To address poor growth, policymakers cut taxes and increase government spending. But they usually do so when unemployment is high and economic conditions are weak. “This time around, we’ve put our foot on the gas at a time when unemployment is really low.” And even before the recent stimulus, debt levels were growing. Why does this matter? Historically, government spending on mandatory items, like Medicare and Medicaid, was proportionally low, while discretionary items, like defense spending, were a larger chunk of the budget. Today, the budget is increasingly dominated by required spending and interest expense on debt. “Everything gets a little bit harder if your federal budget is devoting more and more money just to paying off interest on previous borrowing.”

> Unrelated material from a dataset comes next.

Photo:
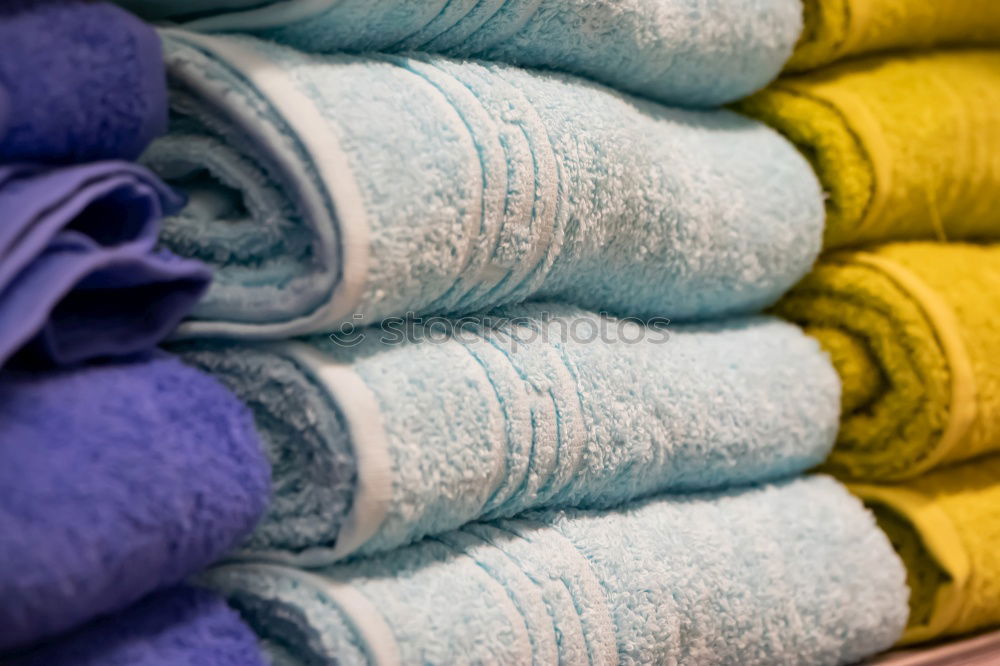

While the Fed is raising interest rates, those rates remain low in historical context. This leads to an important political question, according to Gayer: “Is our partisan environment preparing us for what inevitably will be a recession?” With very low interest rates, tax cuts already in place and government spending pushing debt ever higher, will we have tools available to deal with a recession when it happens? What happens if current policy solutions don’t ultimately address the weak productivity growth they hope to correct and instead simply spark inflation? While we hope that the economy and our policy toolkit evolve with the changing environment, as investors, we need to prepare for a future where we can’t take a robust economy for granted—all the more reason for us to remain devoted to fundamental investment research so we can parse the wheat from the chaff.